Chaque propriétaire souhaitant exercer une activité de location touristique doit informer le syndic de sa copropriété. Cette notification déclenche automatiquement l’inscription d’un point d’information à l’ordre du jour de la prochaine assemblée générale.

La loi Le Meur renforce cette transparence entre copropriétaires depuis novembre 2024. Les nouveaux règlements de copropriété mentionnent désormais explicitement l’autorisation ou l’interdiction des meublés touristiques dans l’immeuble.

Les copropriétés peuvent modifier leur règlement pour interdire ces locations avec une majorité des deux tiers des voix, abandonnant l’exigence d’unanimité antérieure. Cette évolution facilite grandement les décisions collectives face aux nuisances potentielles liées aux boîtes à clés et au passage fréquent de touristes.

L’attestation sur l’honneur certifiant la conformité au règlement devient une pièce obligatoire lors de toute demande d’autorisation auprès de la métropole montpelliéraine.

Impact du quota sur l’investissement locatif montpelliérain

Sanctions renforcées : amendes jusqu’à 100 000 euros

La métropole montpelliéraine double ses sanctions financières pour dissuader les contrevenants. Les propriétaires exploitant illégalement leur logement en meublé touristique risquent désormais 100 000 euros d’amende, contre 50 000 euros précédemment.

Cette hausse spectaculaire vise particulièrement les cas d’infraction les plus graves : transformation non autorisée de logements, dépassement des quotas de jours ou exploitation sans changement d’usage. Les contrôles municipaux ont progressé de 33% en 2024, permettant de régulariser 278 locations illégales.

Les plateformes de location subissent également une pression accrue. Airbnb et ses concurrents encourent 100 000 euros par annonce non conforme maintenue en ligne. Cette responsabilisation des intermédiaires complète l’arsenal répressif contre la prolifération des locations touristiques sauvages dans l’hypercentre.

Alternatives d’investissement hors zone à quota

Les communes périphériques offrent des opportunités attractives pour contourner les restrictions du centre-ville. Castelnau-le-Lez et Lattes présentent des rendements locatifs supérieurs grâce à des prix d’acquisition plus abordables tout en conservant la proximité avec Montpellier.
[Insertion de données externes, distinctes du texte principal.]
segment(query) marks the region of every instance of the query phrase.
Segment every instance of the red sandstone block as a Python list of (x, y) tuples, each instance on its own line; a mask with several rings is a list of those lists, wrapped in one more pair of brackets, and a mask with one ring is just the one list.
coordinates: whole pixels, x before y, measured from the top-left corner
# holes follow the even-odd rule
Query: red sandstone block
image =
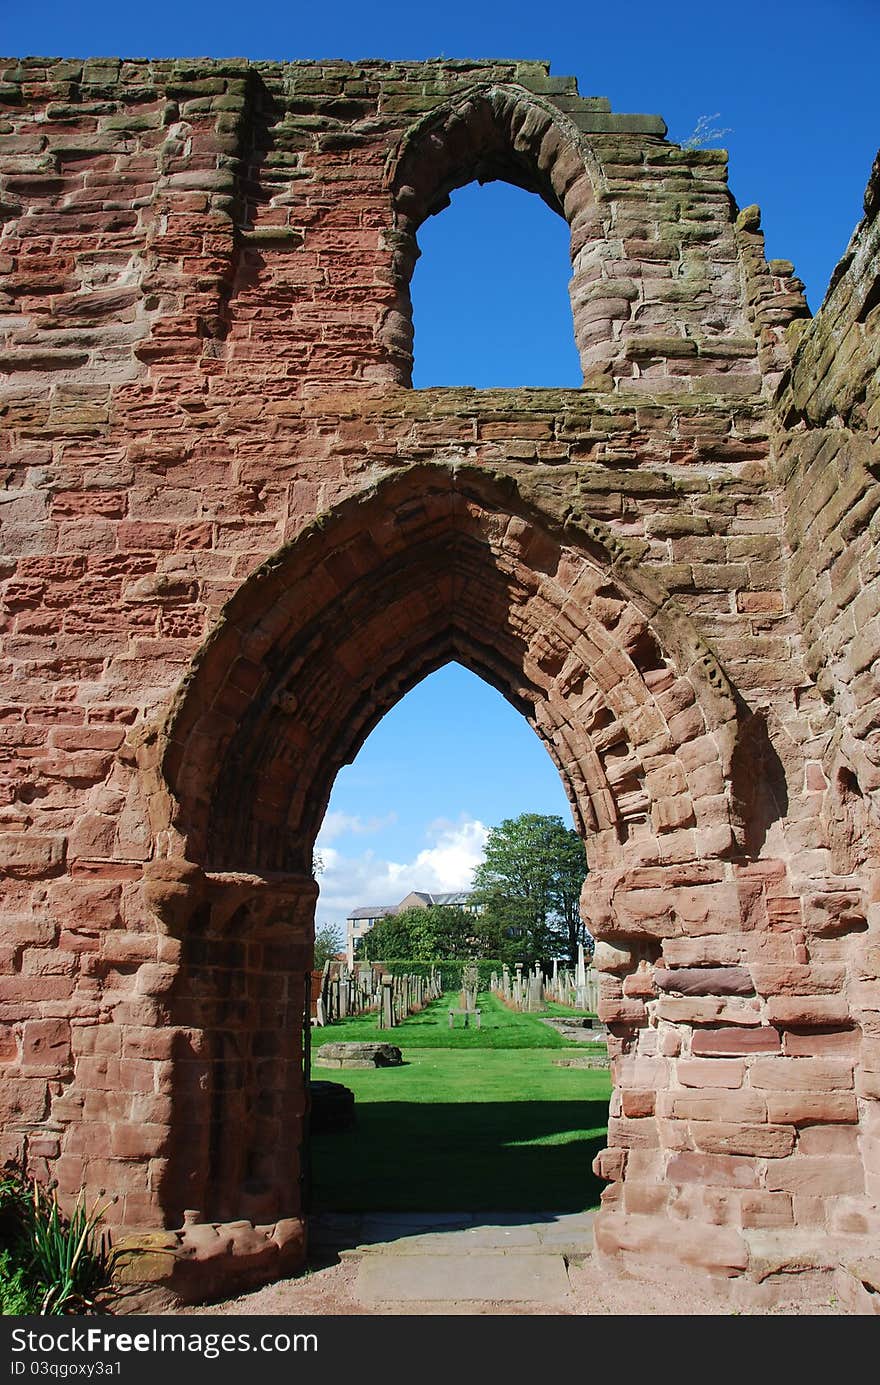
[(767, 1119), (780, 1124), (847, 1123), (859, 1118), (852, 1092), (768, 1092)]
[(871, 1101), (880, 1101), (880, 1072), (857, 1072), (856, 1094)]
[(624, 977), (623, 994), (629, 997), (644, 998), (652, 1000), (656, 995), (654, 981), (648, 971), (636, 971), (631, 976)]
[(74, 976), (77, 959), (56, 947), (27, 947), (21, 954), (22, 976)]
[[(104, 1114), (101, 1112), (102, 1116)], [(109, 1158), (110, 1126), (106, 1119), (91, 1119), (69, 1126), (64, 1135), (64, 1152), (89, 1159)]]
[(791, 1193), (743, 1193), (740, 1218), (746, 1227), (791, 1226), (794, 1221)]
[(59, 750), (118, 750), (124, 739), (116, 726), (58, 726), (49, 732), (49, 744)]
[(28, 1139), (29, 1159), (57, 1159), (61, 1140), (57, 1135), (31, 1134)]
[(22, 1030), (23, 1068), (62, 1071), (70, 1063), (70, 1024), (67, 1020), (28, 1020)]
[(114, 880), (59, 879), (48, 887), (47, 907), (68, 928), (113, 927), (119, 919), (121, 886)]
[(663, 1058), (642, 1054), (615, 1058), (612, 1064), (613, 1081), (621, 1087), (643, 1087), (657, 1090), (669, 1086), (669, 1064)]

Ces territoires limitrophes permettent de maintenir une activité Airbnb sans contrainte de quota. Les loyers restent soutenus dans l’agglomération, garantissant une rentabilité intéressante pour les investisseurs souhaitant éviter les conditions techniques d’accès complexes de l’Écusson.

La location meublée longue durée représente une alternative solide dans toute la métropole. Cette stratégie permet d’exploiter la forte demande étudiante avec des rendements de 5 à 6% en moyenne, sans subir les nouvelles restrictions sur les meublés touristiques.

Conséquences sur le marché immobilier local

La limitation drastique transforme déjà les dynamiques d’achat dans l’hypercentre montpelliérain. Les prix des biens éligibles aux quotas touristiques connaissent une pression baissière, tandis que la demande se reporte massivement vers les secteurs périphériques non soumis aux restrictions.

Cette redistribution géographique génère un phénomène de vases communicants. Les communes limitrophes voient leurs tarifs immobiliers progresser de 8 à 12% depuis l’annonce des mesures.